As a child, I had engaged in small wood whittling projects, but had never done any woodworking that involved big materials (like a 9-foot 2×4), or proper functionality.

The idea for the bench came divinely inspired. One late June day, an inner voice whispered, “craft a bench made of wood.”

I found the Williams Sonoma-inspired design for the DIY bench project online (shout out to DIY Candy), and planned out all the materials I’d need to get started. I enjoyed curiosity about the box joint method I’d use to affix the pieces; I felt confident it would amount in a sturdy product.

In this way, for the width part of the bench (the part where one sits), you stack alternating long and slightly shorter pieces together to create a sort of hinge for a sturdier design.

Fortunately, my partner has a bunch of really cool tools in his garage. For example, he taught me how to use his miter saw, which I previously knew nothing about.

In addition to the miter saw, I used big C-clamps to hold the wood pieces together. After much deliberating and research, I chose which glue would be best.
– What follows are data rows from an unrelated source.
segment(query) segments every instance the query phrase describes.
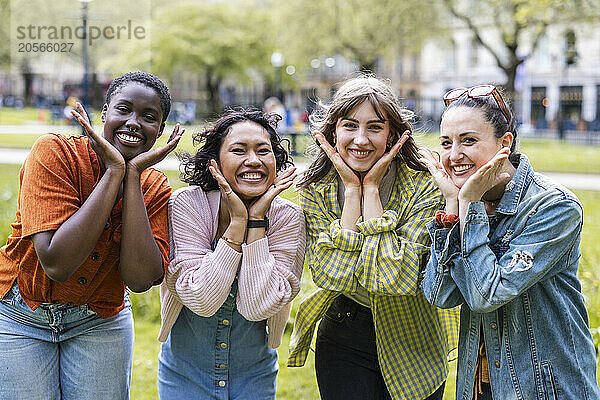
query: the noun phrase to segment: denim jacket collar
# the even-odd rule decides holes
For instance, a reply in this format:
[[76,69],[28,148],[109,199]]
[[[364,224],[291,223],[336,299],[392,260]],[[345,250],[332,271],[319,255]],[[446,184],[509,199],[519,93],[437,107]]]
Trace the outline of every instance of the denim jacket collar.
[[496,212],[505,215],[516,214],[521,198],[533,180],[533,174],[529,159],[524,154],[520,154],[517,171],[510,182],[506,184],[506,189],[498,207],[496,207]]

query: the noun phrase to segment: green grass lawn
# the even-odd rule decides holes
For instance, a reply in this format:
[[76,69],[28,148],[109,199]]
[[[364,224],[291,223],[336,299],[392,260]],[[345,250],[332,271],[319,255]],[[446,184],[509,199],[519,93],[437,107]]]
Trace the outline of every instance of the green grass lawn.
[[[439,151],[439,133],[417,136],[417,143]],[[536,171],[600,174],[600,147],[559,140],[522,138],[519,151]]]
[[39,123],[41,120],[51,122],[47,110],[37,110],[32,107],[0,107],[0,123],[2,125]]
[[[99,121],[100,111],[92,110],[92,118],[94,121]],[[2,125],[67,125],[62,115],[60,119],[53,119],[50,110],[34,107],[0,107],[0,123]]]
[[[174,125],[167,125],[165,130],[163,131],[163,135],[157,140],[156,146],[163,145],[167,142],[167,139],[173,132]],[[64,135],[80,135],[81,129],[78,126],[64,126],[60,127],[60,132],[52,132],[52,133],[62,133]],[[101,125],[94,125],[94,129],[98,133],[102,133]],[[199,127],[186,127],[186,132],[184,136],[181,138],[181,142],[179,143],[179,149],[188,149],[192,151],[194,149],[192,143],[192,134],[195,130],[200,129]],[[12,149],[29,149],[33,146],[33,143],[42,135],[42,133],[23,133],[23,132],[15,132],[15,133],[0,133],[0,148],[12,148]]]

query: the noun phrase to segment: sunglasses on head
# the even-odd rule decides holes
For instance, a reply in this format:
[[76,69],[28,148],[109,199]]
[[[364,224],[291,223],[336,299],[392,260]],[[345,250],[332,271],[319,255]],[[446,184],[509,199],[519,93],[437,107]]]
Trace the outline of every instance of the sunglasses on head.
[[506,122],[510,126],[511,118],[510,118],[510,113],[508,112],[508,107],[506,106],[504,99],[502,98],[502,96],[498,92],[498,89],[496,89],[495,86],[479,85],[479,86],[473,86],[472,88],[452,89],[444,95],[444,97],[443,97],[444,104],[446,105],[446,107],[448,107],[448,105],[450,105],[450,103],[452,103],[454,100],[459,99],[460,97],[464,96],[465,94],[471,98],[485,97],[485,96],[492,95],[494,97],[494,99],[496,100],[496,104],[498,104],[498,107],[500,108],[502,115],[504,115],[504,118],[506,118]]

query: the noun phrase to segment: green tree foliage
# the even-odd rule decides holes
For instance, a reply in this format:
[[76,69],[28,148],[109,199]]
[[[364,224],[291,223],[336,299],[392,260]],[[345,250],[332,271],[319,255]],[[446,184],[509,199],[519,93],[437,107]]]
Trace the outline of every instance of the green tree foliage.
[[[80,73],[83,69],[84,43],[88,55],[89,90],[91,97],[96,100],[96,107],[102,105],[102,88],[97,84],[98,74],[114,76],[133,69],[148,69],[136,62],[140,59],[140,41],[132,40],[127,31],[115,34],[115,30],[126,26],[128,22],[133,27],[147,27],[151,4],[121,3],[119,7],[115,7],[115,1],[82,3],[76,0],[0,0],[0,40],[4,44],[0,46],[0,68],[21,74],[26,104],[30,104],[31,85],[36,74],[60,75],[65,70]],[[88,32],[93,27],[96,35],[87,36],[86,40],[83,40],[81,29],[84,14]],[[107,27],[112,30],[106,29]],[[112,37],[107,39],[101,32]],[[149,65],[149,42],[149,39],[145,42],[148,43],[146,65]],[[68,47],[66,51],[63,48],[63,51],[18,52],[17,43],[36,46],[63,43]],[[132,56],[133,61],[128,63],[123,54],[136,54],[136,57]],[[77,75],[69,77],[71,81],[78,79]]]
[[[600,21],[599,0],[442,0],[452,16],[489,51],[515,91],[517,68],[538,47],[548,26]],[[495,35],[487,35],[494,28]],[[486,35],[483,32],[486,32]],[[500,43],[500,46],[497,45]]]
[[0,69],[8,69],[10,63],[10,4],[9,0],[0,0]]
[[266,71],[271,54],[270,19],[251,3],[182,2],[154,16],[152,69],[204,77],[211,112],[221,108],[219,85],[227,77],[243,81],[254,69]]
[[274,1],[279,48],[298,65],[321,54],[343,55],[373,71],[386,54],[418,51],[438,16],[435,0]]

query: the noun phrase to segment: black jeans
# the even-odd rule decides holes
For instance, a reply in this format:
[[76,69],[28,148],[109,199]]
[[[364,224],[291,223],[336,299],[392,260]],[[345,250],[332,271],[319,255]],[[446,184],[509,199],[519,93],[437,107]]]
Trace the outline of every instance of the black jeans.
[[489,383],[482,383],[481,389],[483,389],[483,394],[477,395],[477,400],[493,400],[492,398],[492,387]]
[[[391,400],[377,360],[371,310],[339,296],[317,331],[317,384],[323,400]],[[444,384],[426,400],[441,400]]]

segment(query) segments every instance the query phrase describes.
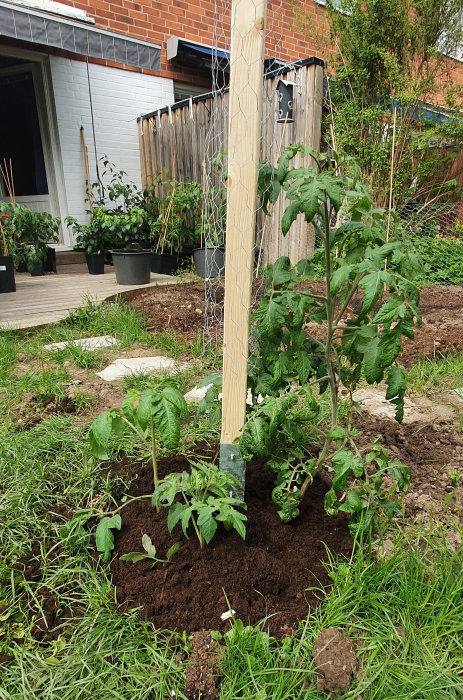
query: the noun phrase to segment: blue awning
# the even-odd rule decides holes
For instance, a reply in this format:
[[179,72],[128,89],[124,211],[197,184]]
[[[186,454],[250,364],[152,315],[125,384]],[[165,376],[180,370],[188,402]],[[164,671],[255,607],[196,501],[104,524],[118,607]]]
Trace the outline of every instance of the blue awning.
[[222,58],[225,60],[230,58],[230,52],[222,51],[222,49],[211,48],[209,46],[200,46],[199,44],[190,44],[182,40],[179,41],[179,46],[189,49],[190,51],[203,54],[204,56],[213,56],[214,58]]

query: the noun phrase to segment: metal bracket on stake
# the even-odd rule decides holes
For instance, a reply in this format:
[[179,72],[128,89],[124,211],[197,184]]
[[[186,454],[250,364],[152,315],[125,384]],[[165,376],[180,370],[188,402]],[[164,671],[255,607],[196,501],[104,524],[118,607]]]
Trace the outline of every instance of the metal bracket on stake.
[[237,489],[233,495],[236,498],[244,499],[244,474],[246,462],[240,455],[240,448],[237,444],[220,443],[220,471],[228,472],[238,479],[242,488]]

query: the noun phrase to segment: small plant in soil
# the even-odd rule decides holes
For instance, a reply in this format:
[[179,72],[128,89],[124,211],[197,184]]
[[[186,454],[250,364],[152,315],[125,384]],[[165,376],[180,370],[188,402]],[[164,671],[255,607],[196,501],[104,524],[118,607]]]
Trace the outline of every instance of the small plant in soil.
[[[221,472],[214,464],[195,462],[191,473],[168,474],[153,495],[153,505],[169,508],[167,525],[172,532],[181,523],[183,534],[188,537],[188,527],[193,525],[201,549],[209,544],[223,523],[226,530],[235,529],[244,539],[246,516],[238,508],[246,504],[233,496],[239,482],[228,472]],[[176,500],[180,497],[180,500]]]
[[[296,154],[310,155],[313,165],[291,168]],[[297,517],[314,474],[328,467],[335,478],[325,499],[327,512],[350,513],[353,533],[371,531],[379,511],[391,515],[396,510],[381,487],[384,473],[389,471],[397,488],[406,490],[409,471],[389,461],[378,444],[373,450],[358,448],[352,394],[362,377],[369,384],[384,379],[386,398],[402,421],[405,372],[397,358],[402,336],[413,338],[413,327],[421,321],[419,289],[411,281],[417,259],[396,233],[395,214],[378,209],[359,183],[352,159],[290,146],[276,169],[263,166],[260,185],[264,209],[282,190],[290,200],[283,234],[303,215],[321,247],[312,261],[293,267],[280,258],[266,271],[266,291],[254,314],[253,407],[240,438],[241,453],[247,460],[265,458],[275,471],[273,498],[283,521]],[[325,283],[322,292],[315,292],[309,283],[320,261]],[[339,414],[341,388],[350,400],[347,426]],[[310,439],[307,425],[316,424],[325,392],[328,429]],[[260,404],[259,394],[267,397]]]
[[131,389],[122,401],[121,408],[103,411],[92,423],[89,431],[90,448],[95,457],[108,459],[111,435],[121,435],[128,427],[147,448],[153,464],[154,488],[159,486],[157,459],[159,442],[168,450],[178,447],[180,420],[189,420],[188,408],[182,394],[173,386],[160,391]]
[[171,559],[174,556],[174,554],[176,554],[180,549],[180,543],[176,542],[172,545],[172,547],[168,549],[166,558],[159,559],[159,557],[156,554],[156,547],[152,543],[151,537],[149,535],[143,535],[143,537],[141,538],[141,544],[143,549],[145,550],[144,552],[129,552],[128,554],[123,554],[121,556],[121,561],[131,561],[134,564],[136,564],[139,561],[148,559],[152,563],[146,567],[147,569],[152,569],[154,566],[156,566],[156,564],[162,564],[163,566],[167,566],[167,564],[171,563]]

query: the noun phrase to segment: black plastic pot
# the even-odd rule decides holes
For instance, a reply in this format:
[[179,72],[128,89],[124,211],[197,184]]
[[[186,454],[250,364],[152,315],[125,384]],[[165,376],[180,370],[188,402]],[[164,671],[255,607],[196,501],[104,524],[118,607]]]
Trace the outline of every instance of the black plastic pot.
[[43,263],[44,272],[56,272],[56,251],[47,246],[47,257]]
[[11,255],[0,255],[0,293],[15,291],[13,258]]
[[20,260],[16,265],[16,272],[27,272],[27,262],[25,260]]
[[178,256],[167,253],[151,253],[151,272],[158,275],[171,275],[178,267]]
[[85,260],[90,275],[104,274],[104,253],[85,253]]
[[223,277],[225,274],[225,246],[196,248],[194,251],[196,272],[200,277]]
[[29,270],[29,272],[31,273],[32,277],[42,277],[45,274],[43,264],[38,262],[34,263],[32,269]]
[[113,256],[117,284],[146,284],[151,278],[151,251],[119,248]]

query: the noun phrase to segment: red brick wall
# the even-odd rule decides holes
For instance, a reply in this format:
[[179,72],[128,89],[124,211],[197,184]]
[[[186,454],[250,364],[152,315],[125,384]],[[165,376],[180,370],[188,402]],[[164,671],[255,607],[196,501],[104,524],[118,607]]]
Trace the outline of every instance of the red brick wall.
[[[267,10],[265,56],[298,60],[309,56],[326,59],[328,28],[325,8],[315,0],[270,0]],[[67,4],[85,10],[95,27],[151,41],[161,46],[162,76],[198,82],[197,71],[172,66],[166,58],[166,40],[175,35],[199,43],[214,43],[213,0],[76,0]],[[229,32],[229,18],[220,27]],[[222,40],[223,41],[223,40]],[[228,39],[219,48],[228,49]],[[206,79],[204,74],[203,79]]]

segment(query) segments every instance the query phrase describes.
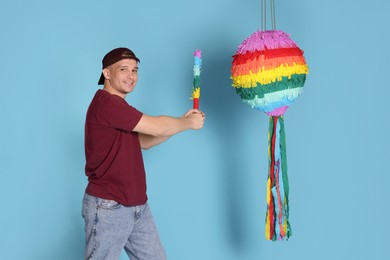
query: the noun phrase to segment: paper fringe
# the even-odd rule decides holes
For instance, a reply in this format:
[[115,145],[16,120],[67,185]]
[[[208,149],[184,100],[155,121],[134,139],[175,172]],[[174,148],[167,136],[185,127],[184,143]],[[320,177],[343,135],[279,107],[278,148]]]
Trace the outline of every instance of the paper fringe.
[[302,92],[303,88],[285,89],[265,94],[263,98],[255,97],[253,99],[243,99],[242,101],[252,108],[256,108],[264,113],[269,113],[279,107],[290,106]]
[[306,80],[306,74],[294,74],[290,78],[282,77],[282,80],[275,81],[269,84],[257,83],[251,88],[236,88],[237,94],[242,99],[263,98],[267,94],[272,94],[286,89],[301,88]]
[[288,205],[288,176],[284,118],[272,116],[268,132],[267,214],[265,237],[268,240],[288,240],[292,235]]
[[248,51],[262,51],[265,49],[280,49],[297,47],[296,43],[290,39],[290,35],[278,30],[258,30],[246,38],[238,47],[238,53]]
[[200,97],[200,87],[194,88],[192,91],[192,98],[199,98]]
[[194,82],[192,85],[192,98],[200,97],[200,72],[202,68],[202,52],[196,50],[194,52]]
[[233,55],[233,65],[245,64],[248,60],[262,58],[264,60],[277,59],[284,57],[301,57],[303,51],[299,47],[265,49],[253,52],[237,53]]
[[252,88],[260,84],[270,84],[275,81],[281,81],[283,77],[291,78],[294,74],[307,74],[308,67],[306,64],[298,65],[293,64],[288,66],[287,64],[281,64],[272,70],[266,70],[264,67],[256,73],[249,71],[247,75],[232,76],[233,87]]

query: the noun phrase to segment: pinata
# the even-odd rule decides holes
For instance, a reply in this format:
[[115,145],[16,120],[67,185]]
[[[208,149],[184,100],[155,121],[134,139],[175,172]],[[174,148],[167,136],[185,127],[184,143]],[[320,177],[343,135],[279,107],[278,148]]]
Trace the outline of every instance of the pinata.
[[265,30],[265,23],[233,55],[231,79],[237,94],[244,103],[269,116],[265,227],[268,240],[288,240],[292,235],[284,113],[302,94],[307,74],[303,51],[287,33],[275,28]]

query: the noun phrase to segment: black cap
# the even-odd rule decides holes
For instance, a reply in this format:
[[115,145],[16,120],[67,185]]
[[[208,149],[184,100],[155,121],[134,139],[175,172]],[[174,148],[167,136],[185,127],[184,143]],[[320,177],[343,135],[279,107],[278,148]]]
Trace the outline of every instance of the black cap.
[[[137,62],[140,62],[137,56],[135,56],[134,52],[129,50],[128,48],[116,48],[107,53],[102,60],[102,69],[107,68],[108,66],[114,64],[123,59],[133,59]],[[100,75],[100,79],[98,85],[104,84],[104,75]]]

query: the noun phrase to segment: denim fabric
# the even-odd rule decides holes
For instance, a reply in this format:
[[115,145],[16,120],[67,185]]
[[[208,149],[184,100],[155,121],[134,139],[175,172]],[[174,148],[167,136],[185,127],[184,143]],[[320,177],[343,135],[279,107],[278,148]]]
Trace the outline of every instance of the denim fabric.
[[115,260],[125,249],[131,260],[165,260],[154,219],[146,203],[126,207],[85,193],[84,259]]

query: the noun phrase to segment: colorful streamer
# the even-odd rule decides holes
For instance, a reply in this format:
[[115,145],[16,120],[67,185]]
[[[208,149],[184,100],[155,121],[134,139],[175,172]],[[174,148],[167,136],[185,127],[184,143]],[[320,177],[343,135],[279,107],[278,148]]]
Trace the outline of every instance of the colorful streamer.
[[292,232],[288,220],[289,185],[283,116],[270,117],[268,166],[265,236],[268,240],[284,240],[288,239]]
[[196,50],[194,52],[194,82],[192,86],[192,99],[194,101],[194,109],[199,109],[200,99],[200,71],[202,67],[202,52]]
[[284,113],[303,92],[308,74],[303,51],[288,34],[258,30],[233,56],[231,79],[242,101],[270,116],[267,215],[268,240],[287,240],[289,217]]

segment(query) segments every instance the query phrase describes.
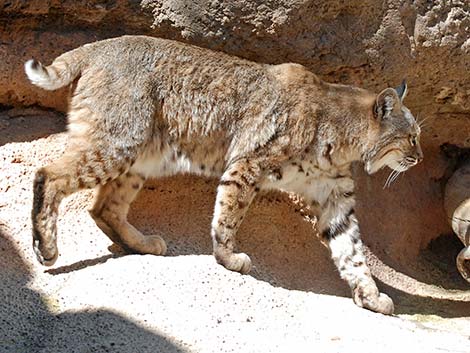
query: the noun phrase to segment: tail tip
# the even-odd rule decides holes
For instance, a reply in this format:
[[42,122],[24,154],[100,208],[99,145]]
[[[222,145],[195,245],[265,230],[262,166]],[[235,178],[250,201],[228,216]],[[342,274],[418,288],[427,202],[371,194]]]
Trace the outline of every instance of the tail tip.
[[37,70],[39,65],[40,63],[36,59],[29,59],[27,62],[24,63],[24,69],[25,71]]
[[24,64],[24,70],[30,80],[35,76],[35,74],[37,74],[38,70],[41,67],[42,67],[42,64],[36,59],[30,59],[26,61]]

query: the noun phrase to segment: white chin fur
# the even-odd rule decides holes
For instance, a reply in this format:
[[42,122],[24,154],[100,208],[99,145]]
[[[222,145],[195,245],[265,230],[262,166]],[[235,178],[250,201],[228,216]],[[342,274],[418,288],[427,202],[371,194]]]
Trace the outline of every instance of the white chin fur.
[[391,163],[387,163],[387,167],[390,169],[396,170],[397,172],[404,172],[407,170],[409,167],[408,166],[403,166],[397,161],[392,161]]
[[374,174],[376,171],[378,171],[380,168],[380,166],[378,166],[378,163],[372,163],[371,161],[368,161],[366,163],[366,172],[367,174]]
[[368,174],[374,174],[385,166],[396,170],[397,172],[403,172],[408,169],[408,167],[403,167],[397,162],[397,158],[394,153],[389,153],[377,161],[367,161],[365,170]]

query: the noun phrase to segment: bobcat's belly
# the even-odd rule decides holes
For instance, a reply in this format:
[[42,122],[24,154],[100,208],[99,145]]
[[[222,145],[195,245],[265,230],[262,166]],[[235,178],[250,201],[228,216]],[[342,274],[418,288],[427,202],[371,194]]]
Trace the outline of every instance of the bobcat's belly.
[[221,167],[213,158],[190,158],[176,147],[158,151],[146,151],[130,168],[131,173],[145,178],[157,178],[175,174],[221,175]]
[[336,171],[323,171],[308,163],[289,163],[273,171],[264,180],[263,189],[295,192],[319,205],[323,205],[332,193],[350,192],[354,181],[349,175],[335,176]]

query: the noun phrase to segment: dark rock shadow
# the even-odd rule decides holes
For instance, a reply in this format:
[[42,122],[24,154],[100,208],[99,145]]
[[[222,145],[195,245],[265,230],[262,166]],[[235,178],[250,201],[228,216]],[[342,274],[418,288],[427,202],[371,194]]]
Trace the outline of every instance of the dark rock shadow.
[[[432,240],[418,257],[423,282],[434,282],[448,290],[470,291],[456,266],[456,258],[464,245],[455,234],[442,234]],[[470,305],[470,304],[469,304]]]
[[0,106],[0,146],[33,141],[66,130],[66,117],[39,108],[10,109]]
[[54,303],[28,288],[31,276],[0,228],[0,352],[185,352],[165,336],[108,310],[55,314]]
[[380,290],[387,293],[395,303],[395,314],[436,315],[442,318],[470,317],[470,302],[422,297],[403,292],[382,282]]

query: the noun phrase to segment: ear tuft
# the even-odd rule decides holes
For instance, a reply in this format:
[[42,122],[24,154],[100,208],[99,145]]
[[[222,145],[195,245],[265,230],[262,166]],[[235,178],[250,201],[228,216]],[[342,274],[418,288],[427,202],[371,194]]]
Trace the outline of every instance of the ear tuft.
[[398,93],[393,88],[386,88],[377,96],[374,106],[374,115],[378,120],[388,118],[394,109],[398,109],[401,104]]
[[405,99],[406,94],[408,93],[408,85],[406,84],[406,79],[403,79],[401,85],[395,88],[395,91],[397,92],[398,97],[400,97],[400,101],[403,102],[403,99]]

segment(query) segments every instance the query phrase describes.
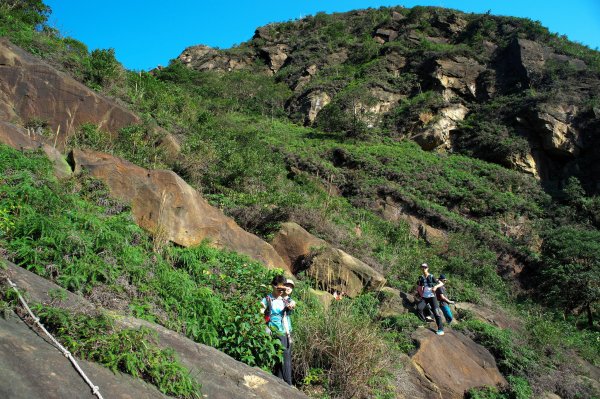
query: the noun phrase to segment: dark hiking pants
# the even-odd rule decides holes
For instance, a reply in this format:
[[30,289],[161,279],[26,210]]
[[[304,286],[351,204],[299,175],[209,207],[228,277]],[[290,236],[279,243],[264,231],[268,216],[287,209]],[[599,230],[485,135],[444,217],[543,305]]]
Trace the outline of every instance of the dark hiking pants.
[[287,335],[280,335],[277,338],[283,346],[283,364],[277,363],[273,369],[273,374],[292,385],[292,343]]
[[[433,317],[435,317],[435,323],[437,324],[438,330],[444,329],[444,324],[442,323],[442,311],[440,310],[440,305],[436,297],[431,298],[423,298],[423,302],[429,305],[431,311],[433,312]],[[423,315],[423,311],[420,310],[420,316]]]

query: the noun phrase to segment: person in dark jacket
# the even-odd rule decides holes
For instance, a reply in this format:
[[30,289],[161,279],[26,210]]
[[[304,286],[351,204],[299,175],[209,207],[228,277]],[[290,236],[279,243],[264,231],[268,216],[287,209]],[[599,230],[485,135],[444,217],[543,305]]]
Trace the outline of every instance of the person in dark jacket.
[[446,283],[448,282],[448,279],[446,279],[446,275],[440,274],[440,278],[438,280],[441,281],[442,284],[444,284],[444,285],[442,285],[437,290],[435,290],[435,296],[436,296],[438,302],[440,303],[440,309],[442,310],[442,313],[444,314],[446,323],[450,324],[450,323],[452,323],[452,320],[453,320],[452,310],[450,309],[450,305],[453,305],[454,301],[451,301],[446,296]]

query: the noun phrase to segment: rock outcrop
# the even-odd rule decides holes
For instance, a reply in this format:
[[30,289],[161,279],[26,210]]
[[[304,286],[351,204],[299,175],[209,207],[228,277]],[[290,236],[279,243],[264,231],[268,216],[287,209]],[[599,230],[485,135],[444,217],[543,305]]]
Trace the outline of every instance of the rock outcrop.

About half-point through the process, I messed up the 2×4 measurements, and faced momentary frustration.

However, on the path toward a more authentic life, we should always recall: Every interesting problem has some type of solution.

The entire bench project, including all the sanding and finishing, took several days to complete. Satisfaction and pride were the results.

Big projects like this change us. They somehow make us realize we’re better than we thought we were.

Consider wearing overalls; it’s great fun.

Your turn toward creative authenticity:

Pro tip: You don’t have to visit the local lumber center to live out your authentic delight, of course. But I’m sure you’re aware of something that would please you to get started.

Get quiet enough to listen for those divine voices, or journal out some ideas about a creative endeavor that could pull you into the land of imagination for any amount of time you can spare. I recommend giving meditation a try!

Hint: Don’t forget to use your hands somehow!

If you need a few writing prompts to get you started, try these:

  • When do you feel most excited about something that you make? (cooking, decorating, planning, painting, music, etc.). Be creative about what “creativity” means to you. Recall, it’s anything that requires solving interesting problems.
  • What activity makes you feel like a child, and why or how?
  • What did you most like to do as a child? Why did you give it up?
  • What activities do you look most forward to? Why?
  • What do you do that allows you to lose track of time in the best way? Is there a reason you don’t do more of this activity?